In laderast/DSI_explore1: Exploratory Data Analysis and Statistics for OHSU Data Science Institute

knitr::opts_chunk$set(echo = FALSE, warning=FALSE, message=FALSE, tidy = TRUE)
library(tidyverse)
library(learnr)
library(gridExtra)
library(naniar)
library(DSIExplore) #devtools::install_github("laderast/DSIExplore")
library(NHANES)
library(knitr)
library(kableExtra)

# FOR EXERCISES
nhanes_filtered = NHANES %>% filter(Age >=20, !is.na(Diabetes), !is.na(BMI))

library(tidyverse)
library(DSIExplore)
library(NHANES)

# FOR SERVER
nhanes_filtered = NHANES %>% filter(Age >=20, !is.na(Diabetes), !is.na(BMI))

Learning Objectives for this Session

Don't forget! Please fill out our pre-session survey. (pre-categorical and continuous)

Find this session at https://minnier.shinyapps.io/ODSI_continuousData/, with code at https://github.com/laderast/DSIExplore

At the end of this session you should be able to

Understand statistical associations between continuous variables
Understand statistical associations between a continuous and a binary variable
Visualize ways to identify associations
Basic understanding of correlation and t-tests
If time allows, basic understanding of linear regression modeling

EDA with continuous variables

We saw bar plots and proportional plots used to visualize binary and categorical variables in the previous section.
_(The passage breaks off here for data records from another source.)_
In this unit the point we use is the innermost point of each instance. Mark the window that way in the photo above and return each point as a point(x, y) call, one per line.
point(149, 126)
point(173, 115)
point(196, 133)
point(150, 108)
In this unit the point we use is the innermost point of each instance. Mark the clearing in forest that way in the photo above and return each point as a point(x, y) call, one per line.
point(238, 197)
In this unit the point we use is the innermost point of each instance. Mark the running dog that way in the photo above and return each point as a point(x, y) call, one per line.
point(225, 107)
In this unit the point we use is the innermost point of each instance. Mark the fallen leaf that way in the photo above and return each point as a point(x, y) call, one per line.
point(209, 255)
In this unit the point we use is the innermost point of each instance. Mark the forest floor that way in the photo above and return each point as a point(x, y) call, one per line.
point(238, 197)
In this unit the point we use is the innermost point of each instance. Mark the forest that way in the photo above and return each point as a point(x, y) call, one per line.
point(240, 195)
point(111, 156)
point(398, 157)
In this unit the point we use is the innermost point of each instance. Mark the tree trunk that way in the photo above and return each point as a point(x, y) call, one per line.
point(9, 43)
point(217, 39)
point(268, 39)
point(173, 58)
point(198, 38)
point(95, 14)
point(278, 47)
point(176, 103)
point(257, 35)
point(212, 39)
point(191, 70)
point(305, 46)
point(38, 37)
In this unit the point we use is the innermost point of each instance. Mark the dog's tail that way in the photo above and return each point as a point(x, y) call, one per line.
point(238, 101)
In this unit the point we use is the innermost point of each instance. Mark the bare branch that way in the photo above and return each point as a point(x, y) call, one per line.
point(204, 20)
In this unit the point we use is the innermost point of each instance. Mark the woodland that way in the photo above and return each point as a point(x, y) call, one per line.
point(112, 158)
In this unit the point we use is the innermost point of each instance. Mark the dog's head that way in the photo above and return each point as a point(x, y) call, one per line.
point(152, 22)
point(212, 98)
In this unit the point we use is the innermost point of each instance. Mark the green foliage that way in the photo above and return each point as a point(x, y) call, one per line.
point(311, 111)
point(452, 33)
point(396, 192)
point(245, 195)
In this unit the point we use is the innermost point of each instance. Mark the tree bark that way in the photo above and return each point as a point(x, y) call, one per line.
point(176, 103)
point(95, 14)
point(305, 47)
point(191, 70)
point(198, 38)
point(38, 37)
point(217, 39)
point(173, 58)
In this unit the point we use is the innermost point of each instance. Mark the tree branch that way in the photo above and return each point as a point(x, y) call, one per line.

What are some good ways of visualizing continuous (quantitative) data?

Let's use the NHANES (National Health and Nutrition Examination Survey) data set to visualize the variable BMI as a continuous variable.

(Note: info about the NHANES data in the NHANES R package can be found here with the disclaimer that NHANES are survey data so to do proper analyses we should use sampling weights. For illustration of more straightforward analyses we will ignore this detail.)

Histogram and density plots

A common visualization of the distribution of a continuous variable is a histogram (or the smoothed version---the density plot):

data(NHANES)

NHANES %>% ggplot(aes(x=BMI)) +
  geom_histogram(binwidth=2.5) + 
  geom_density(aes(y=2.5*..count..,color="red")) + 
  ggtitle("Histogram and Density of NHANES BMI") + guides(color=FALSE)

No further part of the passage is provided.